Crews succeeds Raymond P. Moore, a Barack Obama appointee who took a form of semi-retirement known as senior status last summer. The White House announced in February 2023 that Crews was Biden’s choice for the seat.
Republican U.S. Sens. Susan Collins of Maine and Lisa Murkowski of Alaska joined Democrats in voting for the confirmation.

michael.karlik@coloradopolitics.com
Crews graduated from the University of Northern Colorado in 1997 and received a law degree from the University of Arizona in 2000. He then spent one year working for the National Labor Relations Board investigating and prosecuting allegations of unfair labor practices by employers.
Beginning in 2001 and for the next 17 years, Crews was in private practice, largely defending employers against civil lawsuits. He also began to represent individual workers and a union.
In 2018, the district judges on Colorado’s federal trial court appointed Crews as a magistrate judge, a position that focuses on preliminary and administrative matters in cases. Magistrate judges can, however, handle nearly all the tasks of the life-tenured district judges. Crews has presided over six civil trials in that time.
During his Senate Judiciary Committee hearing last year, Crews came under criticism from Republican members for having his judicial orders or recommendations reversed 18 times – out of his more than 1,700 total decisions.
In a noteworthy exchange, Crews could not immediately recall the U.S. Supreme Court’s landmark decision of Brady v. Maryland, which obligates prosecutors to disclose evidence favorable to the defense. U.S. Sen. John Kennedy, R-La., asked him how he would analyze a “Brady motion.”
“In my 4.5 years on the bench, I don’t believe I had the occasion to address a Brady motion,” Crews responded.
“Do you know what a Brady motion is?” Kennedy continued.
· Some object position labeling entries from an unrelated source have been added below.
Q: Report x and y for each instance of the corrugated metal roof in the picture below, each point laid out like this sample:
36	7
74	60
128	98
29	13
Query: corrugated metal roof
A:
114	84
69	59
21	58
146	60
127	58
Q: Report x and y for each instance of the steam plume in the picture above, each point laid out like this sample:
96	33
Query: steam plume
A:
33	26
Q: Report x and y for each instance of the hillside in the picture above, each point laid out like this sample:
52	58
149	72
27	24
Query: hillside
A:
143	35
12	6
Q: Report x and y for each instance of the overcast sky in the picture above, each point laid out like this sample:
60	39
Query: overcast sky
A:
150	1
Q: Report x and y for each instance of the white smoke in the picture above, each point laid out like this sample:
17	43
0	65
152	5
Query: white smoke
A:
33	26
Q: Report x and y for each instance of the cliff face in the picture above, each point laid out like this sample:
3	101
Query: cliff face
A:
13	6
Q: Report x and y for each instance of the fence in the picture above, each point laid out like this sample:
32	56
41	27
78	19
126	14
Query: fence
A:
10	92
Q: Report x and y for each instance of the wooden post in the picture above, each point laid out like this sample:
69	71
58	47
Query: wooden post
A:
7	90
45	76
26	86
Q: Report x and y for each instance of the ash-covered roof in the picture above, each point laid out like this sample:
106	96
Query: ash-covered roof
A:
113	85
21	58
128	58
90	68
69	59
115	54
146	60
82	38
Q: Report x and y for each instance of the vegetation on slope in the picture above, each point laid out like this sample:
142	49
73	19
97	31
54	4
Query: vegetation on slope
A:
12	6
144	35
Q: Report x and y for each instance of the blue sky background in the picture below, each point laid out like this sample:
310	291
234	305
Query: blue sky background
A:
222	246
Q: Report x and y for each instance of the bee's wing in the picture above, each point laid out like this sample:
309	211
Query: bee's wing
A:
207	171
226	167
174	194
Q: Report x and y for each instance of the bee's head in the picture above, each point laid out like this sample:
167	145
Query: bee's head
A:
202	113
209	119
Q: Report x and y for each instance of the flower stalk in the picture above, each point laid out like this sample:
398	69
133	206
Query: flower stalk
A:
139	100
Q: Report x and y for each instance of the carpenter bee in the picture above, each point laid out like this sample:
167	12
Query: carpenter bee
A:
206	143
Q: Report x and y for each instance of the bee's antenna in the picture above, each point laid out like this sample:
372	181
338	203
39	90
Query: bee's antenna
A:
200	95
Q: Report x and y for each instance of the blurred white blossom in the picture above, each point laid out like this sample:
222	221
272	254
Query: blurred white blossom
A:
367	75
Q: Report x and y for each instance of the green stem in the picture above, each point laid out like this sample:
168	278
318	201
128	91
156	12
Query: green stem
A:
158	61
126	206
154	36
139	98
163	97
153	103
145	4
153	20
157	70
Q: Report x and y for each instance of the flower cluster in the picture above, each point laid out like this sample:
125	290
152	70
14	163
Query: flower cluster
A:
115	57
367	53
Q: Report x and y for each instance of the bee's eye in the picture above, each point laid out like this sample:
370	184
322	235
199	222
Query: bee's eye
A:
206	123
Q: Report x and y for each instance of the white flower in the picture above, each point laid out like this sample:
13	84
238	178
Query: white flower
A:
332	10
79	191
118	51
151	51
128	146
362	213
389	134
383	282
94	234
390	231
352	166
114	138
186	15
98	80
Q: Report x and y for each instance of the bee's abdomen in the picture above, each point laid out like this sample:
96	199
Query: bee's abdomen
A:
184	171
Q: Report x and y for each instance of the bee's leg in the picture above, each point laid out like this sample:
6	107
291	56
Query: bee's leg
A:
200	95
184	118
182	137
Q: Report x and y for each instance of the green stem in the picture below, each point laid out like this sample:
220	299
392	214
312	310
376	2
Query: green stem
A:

Crews responded it was “not coming to mind at the moment.”
Lawyers familiar with Colorado’s U.S. District Court were sympathetic toward Crews following the flub, noting magistrate judges do not handle “Brady motions” in felony criminal cases and that all nominees will need to learn about certain aspects of the law upon taking the bench.
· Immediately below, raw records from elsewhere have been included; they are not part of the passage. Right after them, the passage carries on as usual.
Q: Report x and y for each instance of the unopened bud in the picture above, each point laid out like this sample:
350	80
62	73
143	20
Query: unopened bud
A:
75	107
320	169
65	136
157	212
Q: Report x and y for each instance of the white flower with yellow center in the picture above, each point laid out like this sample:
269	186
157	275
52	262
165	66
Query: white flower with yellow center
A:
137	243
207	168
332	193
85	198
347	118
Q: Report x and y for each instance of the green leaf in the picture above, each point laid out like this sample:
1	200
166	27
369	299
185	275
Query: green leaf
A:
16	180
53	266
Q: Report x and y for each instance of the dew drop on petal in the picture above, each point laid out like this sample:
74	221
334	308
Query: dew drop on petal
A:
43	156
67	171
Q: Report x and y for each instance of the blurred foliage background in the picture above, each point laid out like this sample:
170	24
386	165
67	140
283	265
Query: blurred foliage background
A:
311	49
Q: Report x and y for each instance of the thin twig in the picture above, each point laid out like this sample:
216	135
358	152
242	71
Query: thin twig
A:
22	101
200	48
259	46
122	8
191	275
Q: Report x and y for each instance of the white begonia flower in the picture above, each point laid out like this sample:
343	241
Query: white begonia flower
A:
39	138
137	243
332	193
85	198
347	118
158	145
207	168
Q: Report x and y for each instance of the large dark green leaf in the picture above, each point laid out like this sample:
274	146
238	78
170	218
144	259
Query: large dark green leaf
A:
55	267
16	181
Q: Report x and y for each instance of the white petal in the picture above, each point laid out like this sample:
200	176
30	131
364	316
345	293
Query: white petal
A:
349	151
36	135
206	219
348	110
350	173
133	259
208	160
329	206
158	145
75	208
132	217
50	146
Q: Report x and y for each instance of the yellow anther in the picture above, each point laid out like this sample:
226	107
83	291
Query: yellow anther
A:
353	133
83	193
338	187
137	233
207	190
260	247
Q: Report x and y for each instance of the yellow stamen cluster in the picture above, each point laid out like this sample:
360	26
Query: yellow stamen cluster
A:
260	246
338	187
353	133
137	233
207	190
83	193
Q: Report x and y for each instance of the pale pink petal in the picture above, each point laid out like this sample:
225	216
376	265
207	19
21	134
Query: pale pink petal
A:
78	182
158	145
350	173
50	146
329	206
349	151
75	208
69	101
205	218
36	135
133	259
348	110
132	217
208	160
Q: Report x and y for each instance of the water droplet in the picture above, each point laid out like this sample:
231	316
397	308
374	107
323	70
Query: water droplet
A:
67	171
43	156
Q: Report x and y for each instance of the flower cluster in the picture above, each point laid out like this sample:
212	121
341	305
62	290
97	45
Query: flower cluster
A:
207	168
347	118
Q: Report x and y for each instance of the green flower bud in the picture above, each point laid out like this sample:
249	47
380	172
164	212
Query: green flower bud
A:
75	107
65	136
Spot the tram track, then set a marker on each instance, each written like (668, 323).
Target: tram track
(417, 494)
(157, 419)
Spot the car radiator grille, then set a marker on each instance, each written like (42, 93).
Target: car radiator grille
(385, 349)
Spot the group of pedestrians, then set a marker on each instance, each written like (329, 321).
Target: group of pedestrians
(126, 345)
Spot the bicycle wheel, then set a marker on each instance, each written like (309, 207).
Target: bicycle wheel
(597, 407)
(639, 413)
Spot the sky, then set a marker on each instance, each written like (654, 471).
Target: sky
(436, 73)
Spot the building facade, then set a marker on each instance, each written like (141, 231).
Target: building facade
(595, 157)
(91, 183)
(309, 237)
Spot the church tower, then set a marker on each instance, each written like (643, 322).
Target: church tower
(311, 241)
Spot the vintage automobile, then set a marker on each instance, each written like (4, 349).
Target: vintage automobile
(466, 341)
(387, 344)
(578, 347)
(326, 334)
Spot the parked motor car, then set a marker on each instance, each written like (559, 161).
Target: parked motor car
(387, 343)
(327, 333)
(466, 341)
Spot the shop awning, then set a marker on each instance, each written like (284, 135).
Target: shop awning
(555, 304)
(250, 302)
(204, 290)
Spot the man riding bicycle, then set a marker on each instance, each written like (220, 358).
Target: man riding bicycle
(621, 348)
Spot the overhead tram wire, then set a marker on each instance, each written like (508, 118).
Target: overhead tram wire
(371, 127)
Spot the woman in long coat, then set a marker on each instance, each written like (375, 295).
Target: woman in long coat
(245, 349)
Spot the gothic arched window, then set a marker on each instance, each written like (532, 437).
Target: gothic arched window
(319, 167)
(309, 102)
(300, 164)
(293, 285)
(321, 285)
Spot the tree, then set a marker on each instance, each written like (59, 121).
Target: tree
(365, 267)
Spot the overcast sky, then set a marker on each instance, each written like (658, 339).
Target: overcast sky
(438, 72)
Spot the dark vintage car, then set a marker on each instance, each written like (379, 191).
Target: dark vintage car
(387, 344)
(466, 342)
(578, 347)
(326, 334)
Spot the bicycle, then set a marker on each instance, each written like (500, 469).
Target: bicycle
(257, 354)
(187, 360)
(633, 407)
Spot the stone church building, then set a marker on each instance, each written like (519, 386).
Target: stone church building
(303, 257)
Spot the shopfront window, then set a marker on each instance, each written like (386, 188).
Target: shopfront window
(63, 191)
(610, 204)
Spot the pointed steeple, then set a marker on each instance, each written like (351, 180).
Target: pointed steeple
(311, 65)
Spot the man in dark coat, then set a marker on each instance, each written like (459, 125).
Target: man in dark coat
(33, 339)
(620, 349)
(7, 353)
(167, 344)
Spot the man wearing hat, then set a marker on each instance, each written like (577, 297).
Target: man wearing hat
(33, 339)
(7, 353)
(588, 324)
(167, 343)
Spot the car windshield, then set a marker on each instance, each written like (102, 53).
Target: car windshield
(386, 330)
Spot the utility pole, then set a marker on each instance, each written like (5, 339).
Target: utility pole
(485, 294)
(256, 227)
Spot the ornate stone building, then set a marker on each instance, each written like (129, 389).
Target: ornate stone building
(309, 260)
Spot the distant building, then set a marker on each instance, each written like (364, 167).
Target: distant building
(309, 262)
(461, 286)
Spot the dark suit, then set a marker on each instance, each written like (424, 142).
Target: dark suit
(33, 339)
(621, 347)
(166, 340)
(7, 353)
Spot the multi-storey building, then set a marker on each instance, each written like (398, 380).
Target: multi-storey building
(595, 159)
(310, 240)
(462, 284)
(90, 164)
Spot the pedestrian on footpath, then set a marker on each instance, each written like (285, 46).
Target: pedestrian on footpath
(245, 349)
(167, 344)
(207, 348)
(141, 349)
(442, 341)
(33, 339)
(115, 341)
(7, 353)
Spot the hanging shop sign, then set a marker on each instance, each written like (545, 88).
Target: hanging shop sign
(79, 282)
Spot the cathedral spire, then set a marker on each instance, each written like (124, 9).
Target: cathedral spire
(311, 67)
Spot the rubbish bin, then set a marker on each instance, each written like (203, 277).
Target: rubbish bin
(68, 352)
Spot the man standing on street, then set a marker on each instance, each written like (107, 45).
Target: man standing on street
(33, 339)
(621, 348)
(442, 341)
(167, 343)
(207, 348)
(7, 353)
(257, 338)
In written responses to senators’ questions following his hearing, Crews elaborated upon his failure to recall the Brady decision.
“In my 22-plus years in the legal profession, including my four-plus years as a United States Magistrate Judge, I have not dealt with Brady motions,” he wrote. “I do not recall any party filing a Brady motion in a misdemeanor criminal matter I have presided over as a magistrate judge, nor do I recall any district judge referring a Brady motion to me in a felony criminal matter.”
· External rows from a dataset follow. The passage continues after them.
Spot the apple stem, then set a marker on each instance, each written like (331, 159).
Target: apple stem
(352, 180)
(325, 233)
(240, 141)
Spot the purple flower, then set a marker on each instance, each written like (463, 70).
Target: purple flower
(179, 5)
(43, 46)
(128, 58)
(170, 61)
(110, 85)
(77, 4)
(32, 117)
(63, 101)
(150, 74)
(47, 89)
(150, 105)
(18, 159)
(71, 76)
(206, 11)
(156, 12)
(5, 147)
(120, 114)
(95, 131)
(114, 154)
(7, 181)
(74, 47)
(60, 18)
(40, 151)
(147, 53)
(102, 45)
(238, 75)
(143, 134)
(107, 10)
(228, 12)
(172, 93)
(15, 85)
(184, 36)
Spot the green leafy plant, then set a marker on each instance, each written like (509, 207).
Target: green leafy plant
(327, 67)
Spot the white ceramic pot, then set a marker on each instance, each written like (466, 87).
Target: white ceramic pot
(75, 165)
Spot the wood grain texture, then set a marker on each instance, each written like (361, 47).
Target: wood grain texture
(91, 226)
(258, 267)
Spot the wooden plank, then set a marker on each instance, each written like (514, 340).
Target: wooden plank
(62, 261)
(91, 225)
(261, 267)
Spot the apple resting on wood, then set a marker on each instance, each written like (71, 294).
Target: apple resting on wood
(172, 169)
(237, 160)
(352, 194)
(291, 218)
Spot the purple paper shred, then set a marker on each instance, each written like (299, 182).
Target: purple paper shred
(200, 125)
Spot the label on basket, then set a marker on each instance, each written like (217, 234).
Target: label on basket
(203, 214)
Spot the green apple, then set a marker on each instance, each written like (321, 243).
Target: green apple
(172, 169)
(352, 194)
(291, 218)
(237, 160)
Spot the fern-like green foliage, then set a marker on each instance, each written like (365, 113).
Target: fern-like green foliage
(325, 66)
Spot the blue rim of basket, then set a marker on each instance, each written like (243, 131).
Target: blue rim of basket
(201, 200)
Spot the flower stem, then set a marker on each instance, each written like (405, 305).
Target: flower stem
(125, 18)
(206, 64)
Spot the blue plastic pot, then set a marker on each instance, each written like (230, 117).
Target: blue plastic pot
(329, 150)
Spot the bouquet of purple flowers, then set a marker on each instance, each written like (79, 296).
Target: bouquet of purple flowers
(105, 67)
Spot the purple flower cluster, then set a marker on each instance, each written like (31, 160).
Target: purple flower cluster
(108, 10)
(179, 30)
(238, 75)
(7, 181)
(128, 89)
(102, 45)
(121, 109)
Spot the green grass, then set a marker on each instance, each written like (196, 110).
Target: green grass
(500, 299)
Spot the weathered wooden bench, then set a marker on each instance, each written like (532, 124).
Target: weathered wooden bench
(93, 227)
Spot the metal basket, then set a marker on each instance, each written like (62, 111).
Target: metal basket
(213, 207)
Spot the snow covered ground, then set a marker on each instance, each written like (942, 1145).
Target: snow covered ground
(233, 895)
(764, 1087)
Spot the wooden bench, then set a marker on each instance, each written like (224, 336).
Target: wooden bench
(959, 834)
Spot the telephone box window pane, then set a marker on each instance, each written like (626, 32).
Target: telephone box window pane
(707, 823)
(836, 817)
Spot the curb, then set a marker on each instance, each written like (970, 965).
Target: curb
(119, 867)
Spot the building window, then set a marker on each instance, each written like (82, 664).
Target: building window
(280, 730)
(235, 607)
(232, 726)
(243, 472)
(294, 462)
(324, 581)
Crews added that, in general, when he encounters a legal issue unfamiliar to him, “I might also consult other judicial colleagues with experience facing those issues – the collegiality among the judges in the District of Colorado has included these types of consultations.”

Biden, before taking office, asked senators to forward candidates for judgeships whose demographics or professional backgrounds were historically underrepresented on the bench. In Colorado, that has meant the inclusion of sitting magistrate judges in Bennet and Hickenlooper’s recommendations. Until 2022, no magistrate judge had ever been confirmed as a district judge in Colorado, even though the practice is common in other federal judicial districts.
It was “a real missed opportunity because the magistrate judges could hit the ground running, as they understood the job and the court,” Frances Koncilja, who served on the senators’ advisory committee, told Colorado Politics last year.
Carl Tobias, a University of Richmond law professor who follows federal judicial nominations, observed Colorado’s senators worked well with the Biden administration to reconstitute the court’s membership.
“Magistrate Judge Crews was a very experienced, mainstream nominee who will join a number of other well qualified, centrist Biden nominees who have filled the District of Colorado vacancies,” he said.